The corporate sector’s role in building water resilience was also front and center at COP26. The Pacific Institute advanced this work at the conference through its role as the Co-Secretariat of the UN Global Compact CEO Water Mandate. The CEO Water Mandate was a Core Partner of the Water for Climate Pavilion and an active participant during a range of COP26 sessions, highlighting corporate action and innovative thinking on water resilience with new climate-focused audiences. 

  • During Finance Day, the most watched of the Water for Climate Pavilion, the CEO Water Mandate, in collaboration with the Alliance for Water Stewardship (AWS) and the German Agency for International Cooperation (GIZ), launched the Water Stewardship Acceleration (WaSA) ForumThe WaSA Forum aims to foster policy, finance, and corporate dialogue towards water stewardship acceleration. Watch the session here. 
  • During Nature Day, along with partners, the CEO Water Mandate presented work on nature-based solutions (NBS). This presentation specifically focused on best practices to quantify NBS co-benefits, strengthening the investment case to put real funding for nature on the table. Watch the session here. 
  • Later, on Climate-Resilient WASH Day, the CEO Water Mandate hosted a session with partner WaterAid focused on the Mandate’s WASH4Work consortium. This session highlighted how companies are increasingly recognizing how their actions on water access, sanitation, and hygiene (WASH) need to be future proofed in the context of climate change. Watch the session here. 
  • Finally, on Resilience and Adaptation Day, the CEO Water Mandate highlighted the Water Resilience Assessment Framework, a tool that helps stakeholders jointly understand the climate resilience of the water systems where they operate. Watch the session here. 

Corporate sector leadership from the Water Resilience Coalition 

The CEO Water Mandate’s collective action initiative, the Water Resilience Coalition (WRC), was also a visible presence at the climate conference. Since its 2020 launch, the WRC has gained notable traction, increasing membership from 11 to 27 companies. Since its inception, the WRC has also introduced the Net Positive Water Impact (NPWI) framework, a new standardized approach to quantify water positivity consistently across companies at global scale. WRC member companies commit to achieving NPWI based on three specific dimensions—water availability, quality, and access—in water-stressed basins where they operate by 2050 through a combination of investments in their own operations and through collective action.  

During COP26, the WRC welcomed two new companies—LG and Braskem—to its membership, while also formalizing partnerships with UNICEF and the European Space Agency (ESA). CEOs of WRC leadership companies also united for the Coalition’s second CEO Circle meeting. During this high-level, direction-setting gathering, CEOs agreed on the WRC’s 2030 Roadmap for Collective Action, including specific 2030 goals:  

  • Increase WRC corporate membership to 150 companies, representing one-third of global corporate water usage. 
  • Expand co-funded collective action projects from 11 basins today to at least 100 water-stressed basins around the world.
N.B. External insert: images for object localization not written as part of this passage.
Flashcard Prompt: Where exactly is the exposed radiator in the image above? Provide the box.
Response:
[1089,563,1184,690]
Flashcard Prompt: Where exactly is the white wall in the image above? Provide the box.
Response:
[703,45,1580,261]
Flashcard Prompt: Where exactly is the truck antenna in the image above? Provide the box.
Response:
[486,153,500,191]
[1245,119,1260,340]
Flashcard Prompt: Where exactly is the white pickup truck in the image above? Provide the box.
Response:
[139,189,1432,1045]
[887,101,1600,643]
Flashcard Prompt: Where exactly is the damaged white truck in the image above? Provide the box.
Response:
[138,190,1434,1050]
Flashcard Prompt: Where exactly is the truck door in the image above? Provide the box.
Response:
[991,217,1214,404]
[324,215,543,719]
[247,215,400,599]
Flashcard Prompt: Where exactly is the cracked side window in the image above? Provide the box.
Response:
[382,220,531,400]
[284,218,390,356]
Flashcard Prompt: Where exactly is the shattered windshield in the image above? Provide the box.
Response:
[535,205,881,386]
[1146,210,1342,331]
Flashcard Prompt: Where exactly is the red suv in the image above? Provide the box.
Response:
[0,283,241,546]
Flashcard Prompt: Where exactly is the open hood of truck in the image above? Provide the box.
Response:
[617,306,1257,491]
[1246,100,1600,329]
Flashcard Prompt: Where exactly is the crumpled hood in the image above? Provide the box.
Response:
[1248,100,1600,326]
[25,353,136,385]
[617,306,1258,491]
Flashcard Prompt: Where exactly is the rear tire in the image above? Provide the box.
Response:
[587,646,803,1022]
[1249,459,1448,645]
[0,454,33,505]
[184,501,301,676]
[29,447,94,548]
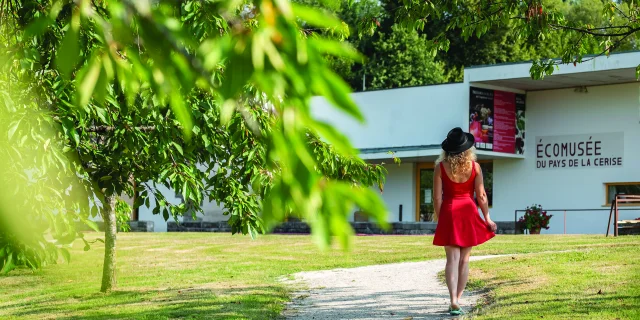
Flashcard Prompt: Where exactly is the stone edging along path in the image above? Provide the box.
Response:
[281,255,509,320]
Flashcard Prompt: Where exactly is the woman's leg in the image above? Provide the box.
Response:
[444,246,461,307]
[456,246,473,303]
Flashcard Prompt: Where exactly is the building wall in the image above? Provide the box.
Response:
[490,83,640,234]
[311,83,468,149]
[377,163,416,222]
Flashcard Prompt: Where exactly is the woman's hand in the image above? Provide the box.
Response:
[486,219,497,233]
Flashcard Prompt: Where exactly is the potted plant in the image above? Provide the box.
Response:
[518,204,552,234]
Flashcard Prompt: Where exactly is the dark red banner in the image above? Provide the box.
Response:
[469,87,525,154]
[493,91,516,153]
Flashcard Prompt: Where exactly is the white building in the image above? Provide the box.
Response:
[141,52,640,234]
[313,51,640,234]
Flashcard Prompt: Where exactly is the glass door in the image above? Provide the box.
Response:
[416,163,435,222]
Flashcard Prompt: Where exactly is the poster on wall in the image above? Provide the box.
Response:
[515,94,526,154]
[535,133,624,169]
[469,87,526,154]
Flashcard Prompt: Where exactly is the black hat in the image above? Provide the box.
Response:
[441,127,475,154]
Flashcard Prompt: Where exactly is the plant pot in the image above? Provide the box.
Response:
[529,228,541,235]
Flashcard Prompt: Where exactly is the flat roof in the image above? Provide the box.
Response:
[465,50,640,69]
[360,145,524,162]
[465,51,640,91]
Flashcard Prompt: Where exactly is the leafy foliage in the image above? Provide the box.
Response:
[0,0,390,280]
[327,0,640,88]
[368,24,446,90]
[518,204,553,231]
[114,199,131,233]
[0,57,93,273]
[385,0,640,79]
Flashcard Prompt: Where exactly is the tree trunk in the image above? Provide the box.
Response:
[100,194,118,293]
[132,179,139,221]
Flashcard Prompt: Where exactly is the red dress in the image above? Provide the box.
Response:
[433,162,495,247]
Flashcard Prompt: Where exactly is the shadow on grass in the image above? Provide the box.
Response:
[11,285,288,320]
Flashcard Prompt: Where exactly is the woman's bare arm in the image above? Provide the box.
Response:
[474,162,497,232]
[433,164,443,222]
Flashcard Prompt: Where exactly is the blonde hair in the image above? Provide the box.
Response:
[435,147,477,180]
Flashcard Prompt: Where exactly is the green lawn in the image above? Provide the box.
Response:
[470,244,640,319]
[0,233,638,319]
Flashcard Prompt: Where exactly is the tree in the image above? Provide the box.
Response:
[387,0,640,79]
[369,0,638,83]
[368,24,447,89]
[0,0,390,292]
[320,0,448,90]
[328,0,627,88]
[333,0,388,89]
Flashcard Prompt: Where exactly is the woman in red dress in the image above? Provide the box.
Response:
[433,127,497,316]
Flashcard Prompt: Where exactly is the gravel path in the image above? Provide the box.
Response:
[282,255,507,320]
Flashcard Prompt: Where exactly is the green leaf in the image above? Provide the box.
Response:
[171,141,184,156]
[0,253,15,274]
[274,0,293,20]
[219,51,253,100]
[8,120,21,140]
[220,99,236,125]
[162,208,169,221]
[77,59,102,109]
[248,224,258,240]
[262,38,285,71]
[61,118,80,146]
[202,134,210,148]
[24,16,54,37]
[200,38,226,70]
[95,107,108,123]
[292,4,342,30]
[314,69,363,122]
[56,17,80,79]
[309,38,363,62]
[169,87,193,140]
[84,220,100,232]
[92,58,112,105]
[58,248,71,263]
[181,183,189,202]
[312,120,356,157]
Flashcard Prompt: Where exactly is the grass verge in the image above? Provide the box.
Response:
[469,244,639,319]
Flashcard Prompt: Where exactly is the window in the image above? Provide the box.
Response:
[605,182,640,205]
[478,162,493,207]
Collective action projects unite business, NGOs, and the public sector to build water resilience through nature-based solutions, regenerative agriculture, wastewater recycling, water reuse, and other climate-positive approaches. 
  • Achieve NPWI in at least 100 basins that support water security for 3 billion people.  
  • Provide resilient water and sanitation (WASH) to at least 100 million people. 
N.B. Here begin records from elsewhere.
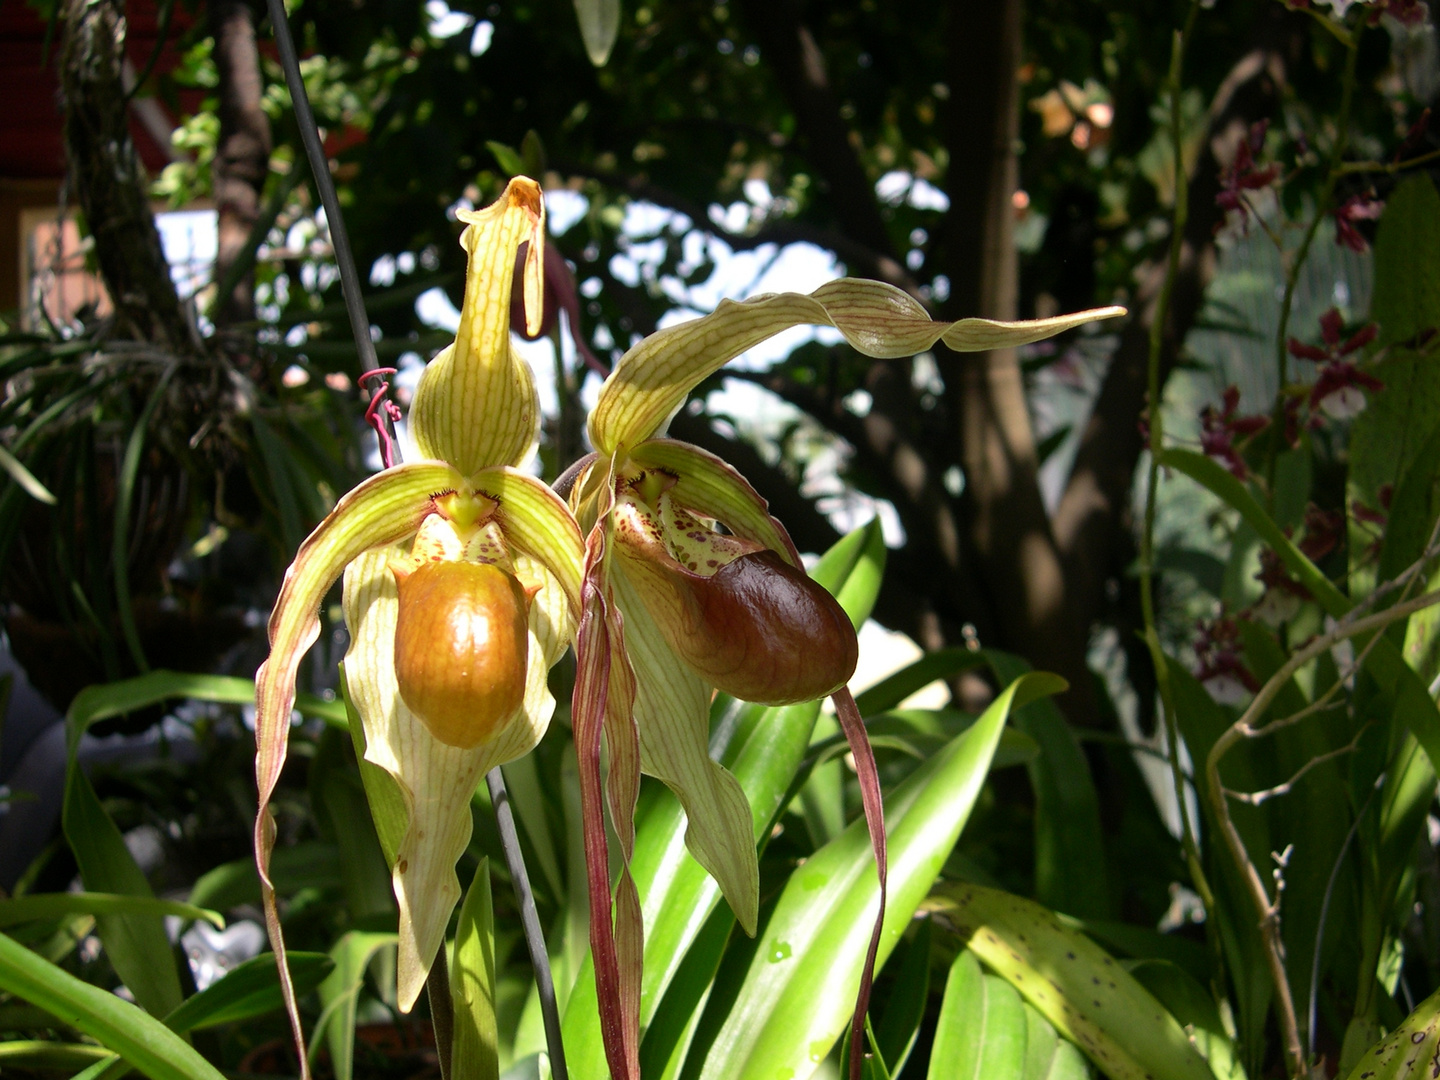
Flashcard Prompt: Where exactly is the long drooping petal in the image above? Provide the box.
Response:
[411,177,547,472]
[588,279,1125,453]
[574,515,644,1080]
[253,461,460,1077]
[833,687,887,1080]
The post-COP26 way forward 

COP26 marked an important milestone in advancing the call for water resilience as part of climate adaptation. However, COP26 is not the finish line. It is, rather, an inflection point. 

With each passing month, intensifying floods and droughts tangibly illustrate how climate change manifests itself most directly through the water cycle, with damaging impacts to people and nature. Significant and swift action is required to ensure water resilience is fully integrated into the highest levels of climate policy discourse—and ultimately achieved.  

During the year ahead looking toward 2022’s COP27 in Egypt, the Pacific Institute will continue to advance the transformation to water resilience—through both public policy advocacy and its leadership role in corporate water stewardship.